ISSN 1849-9031 (Online)

ISSN 1849-8922    (Print)

Neurosteroids, GABAA receptors and neurosteroid based drugs: are we witnessing the dawn of the new psychiatric drugs?
Ante Tvrdeić, Ljiljana Poljak.

Abstract


In broad biological terms, neurosteroids can be defined as a class of endogenous steroids synthesized in the brain or in peripheral steroidogenic tissues having potent and relatively selective activity on brain gamma-aminobutyric acid A (GABAA) receptors. In this regard, the most important neurosteroids are allopregnanolone and allotetrahydrodeoxycorticosterone (allo THDOC). These α-reduced derivatives of pregnenolone and progesterone act as positive allosteric modulators of GABAA receptors.

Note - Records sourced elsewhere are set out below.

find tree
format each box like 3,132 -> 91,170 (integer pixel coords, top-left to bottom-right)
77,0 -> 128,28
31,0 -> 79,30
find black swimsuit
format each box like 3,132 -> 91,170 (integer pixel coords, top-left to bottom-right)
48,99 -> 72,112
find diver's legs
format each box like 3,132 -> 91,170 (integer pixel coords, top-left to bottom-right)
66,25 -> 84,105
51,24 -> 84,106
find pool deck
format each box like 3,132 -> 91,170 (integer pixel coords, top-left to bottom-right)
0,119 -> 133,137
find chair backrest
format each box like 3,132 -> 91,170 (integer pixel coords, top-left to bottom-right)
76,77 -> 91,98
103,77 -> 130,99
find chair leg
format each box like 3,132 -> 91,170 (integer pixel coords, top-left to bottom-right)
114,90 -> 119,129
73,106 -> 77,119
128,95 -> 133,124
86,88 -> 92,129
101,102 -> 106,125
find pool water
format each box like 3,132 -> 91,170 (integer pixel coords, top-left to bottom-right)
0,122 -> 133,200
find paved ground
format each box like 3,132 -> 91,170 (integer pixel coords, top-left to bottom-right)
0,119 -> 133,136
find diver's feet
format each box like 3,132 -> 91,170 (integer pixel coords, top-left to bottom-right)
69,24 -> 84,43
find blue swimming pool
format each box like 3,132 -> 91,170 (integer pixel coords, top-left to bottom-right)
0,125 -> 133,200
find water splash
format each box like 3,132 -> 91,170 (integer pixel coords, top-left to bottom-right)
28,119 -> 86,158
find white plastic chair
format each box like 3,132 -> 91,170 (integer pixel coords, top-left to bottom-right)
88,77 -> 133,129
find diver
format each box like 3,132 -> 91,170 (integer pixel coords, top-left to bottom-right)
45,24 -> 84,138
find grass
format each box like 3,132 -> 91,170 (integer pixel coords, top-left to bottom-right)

As such, they potentiate the inhibitory action of GABA on GABAA receptors and produce a wide spectrum of behavioral actions ranging from anxiolytic, anticonvulsive, sedative, hypnotic, amnestic (loss of memory), myorelaxant, and anesthetic effects. Sulfated derivatives of pregnenolone and dehydroepiandrosterone ,pregnenolone sulfate (PS) and dehydroepianddrosterone sulfate (DHEAS), are also very important neurosteroids. In contrast to allopregnolone and alloTHDOC, PS and DHEAS induce excitatory effect on neurons because they facilitate the block of GABAA receptors. The spectrum of behavioral effects of PS and DHEAS consists of analeptic, anxiogenic, proconvulsive, and anamnestic (cognitive enhancing). The purpose of this review paper is to analyze recent research in the field of neurosteroids and neurosteroid-based drugs with emphasis on interaction of neurosteroids with brain GABAA receptors. This article also provides an overview of neurosteroids-based strategies for the development of innovative therapeutic approaches. GABAA receptor modulating steroids (GAMS), GABAA receptor modulating steroid antagonists (GAMSA), and translocator protein (TSPO) activators are examples of innovative therapeutic approaches in treating clinically important neurological and psychiatric diseases. Consequently, the therapeutic potential of GAMS, GAMSA, and TSPO activators will be briefly evaluated.